Department of Pathology, Sanjay Gandhi Postgraduate Institute of Medical Sciences, Lucknow, Uttar Pradesh, India.
Department of Biostatistics and Health Informatics, Sanjay Gandhi Postgraduate Institute of Medical Sciences, Lucknow, Uttar Pradesh, India.
Indian J Pathol Microbiol. 2024 Jan-Mar;67(1):96-101. doi: 10.4103/ijpm.ijpm_325_22.

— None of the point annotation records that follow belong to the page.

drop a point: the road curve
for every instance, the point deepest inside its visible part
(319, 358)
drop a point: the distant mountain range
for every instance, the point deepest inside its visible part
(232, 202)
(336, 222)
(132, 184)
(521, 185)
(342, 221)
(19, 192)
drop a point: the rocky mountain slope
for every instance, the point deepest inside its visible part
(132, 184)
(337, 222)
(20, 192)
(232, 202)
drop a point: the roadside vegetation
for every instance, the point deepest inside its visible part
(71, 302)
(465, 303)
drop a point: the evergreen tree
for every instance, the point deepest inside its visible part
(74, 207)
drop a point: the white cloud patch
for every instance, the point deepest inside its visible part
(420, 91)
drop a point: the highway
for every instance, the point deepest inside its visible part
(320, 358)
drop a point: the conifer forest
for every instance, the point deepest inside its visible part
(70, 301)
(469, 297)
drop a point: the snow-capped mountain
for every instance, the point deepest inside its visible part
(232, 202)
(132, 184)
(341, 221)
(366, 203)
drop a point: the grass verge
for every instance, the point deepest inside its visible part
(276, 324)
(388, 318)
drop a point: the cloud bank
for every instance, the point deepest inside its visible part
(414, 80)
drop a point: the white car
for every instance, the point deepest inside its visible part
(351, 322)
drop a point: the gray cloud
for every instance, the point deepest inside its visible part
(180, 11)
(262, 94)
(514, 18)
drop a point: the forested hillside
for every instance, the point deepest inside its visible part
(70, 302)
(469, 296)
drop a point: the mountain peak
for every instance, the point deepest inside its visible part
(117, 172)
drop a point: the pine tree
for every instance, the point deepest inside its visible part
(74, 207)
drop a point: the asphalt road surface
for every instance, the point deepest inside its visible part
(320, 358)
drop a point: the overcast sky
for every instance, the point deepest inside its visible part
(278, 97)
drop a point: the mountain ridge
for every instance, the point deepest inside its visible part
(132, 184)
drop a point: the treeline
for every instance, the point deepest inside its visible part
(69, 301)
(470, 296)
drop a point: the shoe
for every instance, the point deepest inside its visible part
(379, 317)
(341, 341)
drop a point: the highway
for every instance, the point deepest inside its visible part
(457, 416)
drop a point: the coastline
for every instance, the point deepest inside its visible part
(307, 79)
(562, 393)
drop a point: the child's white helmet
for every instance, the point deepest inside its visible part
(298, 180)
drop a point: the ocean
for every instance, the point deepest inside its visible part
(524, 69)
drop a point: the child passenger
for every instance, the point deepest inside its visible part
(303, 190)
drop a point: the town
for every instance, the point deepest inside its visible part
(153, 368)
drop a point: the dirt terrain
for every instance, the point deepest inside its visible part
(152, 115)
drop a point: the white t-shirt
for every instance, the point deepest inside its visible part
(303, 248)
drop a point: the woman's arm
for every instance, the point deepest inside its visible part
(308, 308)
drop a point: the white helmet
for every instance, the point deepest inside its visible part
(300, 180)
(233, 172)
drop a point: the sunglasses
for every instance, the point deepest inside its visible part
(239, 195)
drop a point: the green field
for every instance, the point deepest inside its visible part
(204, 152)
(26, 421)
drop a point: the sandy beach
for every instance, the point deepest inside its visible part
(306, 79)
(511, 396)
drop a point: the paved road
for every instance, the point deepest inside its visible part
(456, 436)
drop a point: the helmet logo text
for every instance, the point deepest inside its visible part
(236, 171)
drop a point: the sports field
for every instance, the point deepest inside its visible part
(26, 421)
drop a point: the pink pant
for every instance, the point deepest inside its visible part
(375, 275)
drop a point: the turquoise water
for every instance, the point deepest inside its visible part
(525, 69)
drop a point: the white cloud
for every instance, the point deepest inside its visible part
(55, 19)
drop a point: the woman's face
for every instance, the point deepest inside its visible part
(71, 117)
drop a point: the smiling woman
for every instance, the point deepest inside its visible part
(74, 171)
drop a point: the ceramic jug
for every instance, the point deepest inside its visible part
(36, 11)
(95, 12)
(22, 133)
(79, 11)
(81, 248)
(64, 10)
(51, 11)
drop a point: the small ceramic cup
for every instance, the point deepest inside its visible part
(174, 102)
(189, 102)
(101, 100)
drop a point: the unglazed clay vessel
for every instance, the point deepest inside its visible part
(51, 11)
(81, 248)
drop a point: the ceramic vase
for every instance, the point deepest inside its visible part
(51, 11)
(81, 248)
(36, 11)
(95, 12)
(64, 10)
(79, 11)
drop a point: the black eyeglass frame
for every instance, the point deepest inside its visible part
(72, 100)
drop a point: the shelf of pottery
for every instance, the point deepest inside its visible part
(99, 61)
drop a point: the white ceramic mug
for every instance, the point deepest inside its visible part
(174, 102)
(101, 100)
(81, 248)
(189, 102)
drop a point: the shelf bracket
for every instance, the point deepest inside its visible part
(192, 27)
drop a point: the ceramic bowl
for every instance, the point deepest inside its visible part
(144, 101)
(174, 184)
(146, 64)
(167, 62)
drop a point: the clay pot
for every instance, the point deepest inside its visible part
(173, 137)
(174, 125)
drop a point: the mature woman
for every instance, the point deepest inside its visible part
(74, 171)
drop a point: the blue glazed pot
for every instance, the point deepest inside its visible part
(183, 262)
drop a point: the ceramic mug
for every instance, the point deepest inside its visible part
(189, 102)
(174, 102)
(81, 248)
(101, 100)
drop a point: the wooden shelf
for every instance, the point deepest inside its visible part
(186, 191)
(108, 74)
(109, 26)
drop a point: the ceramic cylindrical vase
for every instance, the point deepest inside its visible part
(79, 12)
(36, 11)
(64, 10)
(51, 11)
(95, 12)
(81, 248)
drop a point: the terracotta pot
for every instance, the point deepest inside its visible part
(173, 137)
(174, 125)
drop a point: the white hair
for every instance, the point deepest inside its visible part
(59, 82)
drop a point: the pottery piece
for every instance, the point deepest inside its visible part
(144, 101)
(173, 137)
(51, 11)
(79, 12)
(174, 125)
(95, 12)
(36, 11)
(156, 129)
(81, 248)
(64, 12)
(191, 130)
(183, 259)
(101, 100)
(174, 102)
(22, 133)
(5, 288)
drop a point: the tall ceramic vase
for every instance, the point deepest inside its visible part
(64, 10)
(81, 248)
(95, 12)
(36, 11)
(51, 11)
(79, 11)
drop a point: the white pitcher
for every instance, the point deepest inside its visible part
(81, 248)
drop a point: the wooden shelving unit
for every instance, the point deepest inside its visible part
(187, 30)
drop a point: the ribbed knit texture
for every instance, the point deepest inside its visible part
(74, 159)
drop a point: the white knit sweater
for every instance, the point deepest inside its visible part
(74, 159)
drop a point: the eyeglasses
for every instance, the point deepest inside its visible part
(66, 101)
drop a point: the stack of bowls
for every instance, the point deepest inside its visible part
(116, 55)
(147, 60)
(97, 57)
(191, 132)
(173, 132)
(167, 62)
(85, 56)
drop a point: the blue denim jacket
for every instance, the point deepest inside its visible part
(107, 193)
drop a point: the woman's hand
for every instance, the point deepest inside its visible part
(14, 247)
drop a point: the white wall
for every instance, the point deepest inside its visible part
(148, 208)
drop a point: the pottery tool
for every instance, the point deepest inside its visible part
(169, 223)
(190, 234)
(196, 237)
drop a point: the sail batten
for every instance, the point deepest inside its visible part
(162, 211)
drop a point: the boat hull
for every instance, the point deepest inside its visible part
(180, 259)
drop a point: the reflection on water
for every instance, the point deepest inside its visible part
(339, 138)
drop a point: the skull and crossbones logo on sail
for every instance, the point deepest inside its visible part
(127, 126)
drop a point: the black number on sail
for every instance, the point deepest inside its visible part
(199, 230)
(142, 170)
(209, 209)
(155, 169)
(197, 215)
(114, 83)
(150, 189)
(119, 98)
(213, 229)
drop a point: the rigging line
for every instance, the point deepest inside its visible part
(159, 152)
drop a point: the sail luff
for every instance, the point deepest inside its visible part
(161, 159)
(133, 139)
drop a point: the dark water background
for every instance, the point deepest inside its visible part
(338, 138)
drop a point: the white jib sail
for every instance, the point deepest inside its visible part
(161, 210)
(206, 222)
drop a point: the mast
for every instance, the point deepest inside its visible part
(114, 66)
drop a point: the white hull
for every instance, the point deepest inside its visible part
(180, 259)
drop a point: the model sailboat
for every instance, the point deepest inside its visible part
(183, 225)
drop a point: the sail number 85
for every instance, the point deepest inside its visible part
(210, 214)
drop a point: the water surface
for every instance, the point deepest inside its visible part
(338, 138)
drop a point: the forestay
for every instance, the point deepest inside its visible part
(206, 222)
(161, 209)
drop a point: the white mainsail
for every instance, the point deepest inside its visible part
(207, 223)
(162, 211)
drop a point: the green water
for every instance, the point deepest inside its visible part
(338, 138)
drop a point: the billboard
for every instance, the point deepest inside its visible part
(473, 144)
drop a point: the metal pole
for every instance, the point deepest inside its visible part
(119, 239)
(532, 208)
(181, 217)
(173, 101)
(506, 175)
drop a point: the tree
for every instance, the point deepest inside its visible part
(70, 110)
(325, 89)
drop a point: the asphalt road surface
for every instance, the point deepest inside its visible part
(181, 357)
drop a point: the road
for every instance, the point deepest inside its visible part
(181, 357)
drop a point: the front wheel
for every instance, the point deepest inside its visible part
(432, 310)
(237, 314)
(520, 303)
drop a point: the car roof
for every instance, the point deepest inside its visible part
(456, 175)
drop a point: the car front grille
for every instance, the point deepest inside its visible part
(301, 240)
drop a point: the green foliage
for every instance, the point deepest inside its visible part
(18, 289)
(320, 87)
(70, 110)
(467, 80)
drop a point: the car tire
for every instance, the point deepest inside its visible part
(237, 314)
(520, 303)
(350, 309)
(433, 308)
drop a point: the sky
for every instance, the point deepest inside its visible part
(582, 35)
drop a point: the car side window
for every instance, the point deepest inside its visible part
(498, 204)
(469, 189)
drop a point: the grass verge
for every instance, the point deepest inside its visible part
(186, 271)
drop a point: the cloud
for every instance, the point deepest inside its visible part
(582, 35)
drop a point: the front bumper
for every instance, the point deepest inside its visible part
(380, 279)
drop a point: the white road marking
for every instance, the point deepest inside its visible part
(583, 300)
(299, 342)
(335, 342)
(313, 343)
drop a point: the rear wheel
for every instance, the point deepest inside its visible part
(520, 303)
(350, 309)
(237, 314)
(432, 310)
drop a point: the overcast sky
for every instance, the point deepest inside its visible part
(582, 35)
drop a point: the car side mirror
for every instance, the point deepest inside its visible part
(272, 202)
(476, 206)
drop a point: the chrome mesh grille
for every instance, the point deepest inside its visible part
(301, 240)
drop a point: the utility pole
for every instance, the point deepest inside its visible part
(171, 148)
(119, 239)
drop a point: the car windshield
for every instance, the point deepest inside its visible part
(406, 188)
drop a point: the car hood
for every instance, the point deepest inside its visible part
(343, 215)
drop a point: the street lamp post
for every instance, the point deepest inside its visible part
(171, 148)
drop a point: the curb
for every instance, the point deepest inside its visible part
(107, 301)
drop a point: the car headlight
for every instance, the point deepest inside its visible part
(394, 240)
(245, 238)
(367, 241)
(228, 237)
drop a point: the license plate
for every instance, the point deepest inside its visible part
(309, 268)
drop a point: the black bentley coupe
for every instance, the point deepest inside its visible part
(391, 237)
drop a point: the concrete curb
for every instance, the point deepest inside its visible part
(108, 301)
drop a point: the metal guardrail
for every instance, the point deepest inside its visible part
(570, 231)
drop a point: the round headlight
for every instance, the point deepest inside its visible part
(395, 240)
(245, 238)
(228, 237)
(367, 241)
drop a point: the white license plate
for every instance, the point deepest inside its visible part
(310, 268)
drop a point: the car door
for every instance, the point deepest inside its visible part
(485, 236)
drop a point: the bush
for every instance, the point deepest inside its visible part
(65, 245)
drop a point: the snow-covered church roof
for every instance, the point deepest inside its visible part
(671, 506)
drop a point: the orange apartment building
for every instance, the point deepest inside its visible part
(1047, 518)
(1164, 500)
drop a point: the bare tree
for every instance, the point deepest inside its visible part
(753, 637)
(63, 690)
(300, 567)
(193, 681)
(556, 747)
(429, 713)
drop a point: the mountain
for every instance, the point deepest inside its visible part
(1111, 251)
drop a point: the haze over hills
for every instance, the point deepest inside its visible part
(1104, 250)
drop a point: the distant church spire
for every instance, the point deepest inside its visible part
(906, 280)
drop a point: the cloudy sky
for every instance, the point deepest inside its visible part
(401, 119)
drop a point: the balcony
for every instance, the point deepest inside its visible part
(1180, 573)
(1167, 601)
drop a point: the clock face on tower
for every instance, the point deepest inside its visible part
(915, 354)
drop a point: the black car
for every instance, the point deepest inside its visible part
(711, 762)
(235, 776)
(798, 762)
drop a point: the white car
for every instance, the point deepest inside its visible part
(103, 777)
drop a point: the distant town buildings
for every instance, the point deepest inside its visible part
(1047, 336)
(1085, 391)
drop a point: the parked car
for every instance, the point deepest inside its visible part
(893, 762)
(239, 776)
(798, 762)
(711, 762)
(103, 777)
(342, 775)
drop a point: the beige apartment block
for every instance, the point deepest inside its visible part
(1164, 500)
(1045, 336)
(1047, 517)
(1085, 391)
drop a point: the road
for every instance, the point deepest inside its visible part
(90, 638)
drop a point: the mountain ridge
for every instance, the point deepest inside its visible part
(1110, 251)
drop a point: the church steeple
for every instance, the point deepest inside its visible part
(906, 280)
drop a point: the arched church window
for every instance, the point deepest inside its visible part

Budd-Chiari syndrome (BCS) requires a constellation of clinical, imaging, and histological findings for diagnosis. Liver biopsy serves as a tool for confirming the diagnosis, even though the histological characteristics are not pathognomonic.
To determine which constellation of morphologic findings could aid in establishing a diagnosis of BCS in clinically suspected cases.
A 5-year retrospective observational study was conducted. The clinical, laboratory, and histological findings of liver biopsies in patients with a clinical diagnosis of BCS were studied. Cases were segregated into two groups on the basis of the number of histological features present. A scoring system was then devised to assess the efficacy of the histological findings in diagnosing BCS.
The continuous variables were compared using the Mann-Whitney U-test, and categorical variables were compared using the Fisher-exact test.
The common histopathological findings were the presence of red blood cells in the space of disse (100%), peri-portal fibrosis (97.1%), sinusoidal dilation (97.1%), portal inflammation (67.6%), centrilobular necrosis (61.8%) and pericellular/sinusoidal fibrosis (61.8%). Comparison between the two groups showed that centrilobular necrosis, lobular inflammation, portal inflammation, central vein fibrosis, and pericellular/sinusoidal fibrosis were significant parameters. No correlation was found between the clinical and laboratory parameters and the two groups.
The liver biopsy features in BCS are often nonspecific, and no single feature in isolation is characteristic. A constellation of features (centrilobular necrosis, lobular inflammation, portal inflammation, central vein fibrosis, and pericellular/sinusoidal fibrosis), when present together, indicate the possibility of BCS.
布加氏综合征(BCS)的诊断需要结合临床、影像学和组织学表现。肝活检是确诊的一种手段,尽管其组织学特征无特异性。
确定哪些形态学发现有助于在临床疑似病例中建立 BCS 的诊断。
这是一项回顾性的 5 年观察性研究。对临床诊断为 BCS 的患者的肝活检的临床、实验室和组织学发现进行了研究。根据存在的组织学特征数量将病例分为两组。然后设计了一个评分系统来评估组织学发现对诊断 BCS 的效果。
连续变量采用 Mann-Whitney U 检验进行比较,分类变量采用 Fisher 精确检验进行比较。
常见的组织病理学发现是血窦中红细胞的存在(100%)、门管区纤维化(97.1%)、窦状扩张(97.1%)、门脉炎症(67.6%)、中央小叶坏死(61.8%)和细胞周/窦状纤维化(61.8%)。两组间比较显示,中央小叶坏死、小叶炎症、门脉炎症、中央静脉纤维化和细胞周/窦状纤维化是显著参数。临床和实验室参数与两组之间均无相关性。
BCS 的肝活检特征通常是非特异性的,没有单一特征是特征性的。当存在一系列特征(中央小叶坏死、小叶炎症、门脉炎症、中央静脉纤维化和细胞周/窦状纤维化)时,提示可能存在 BCS。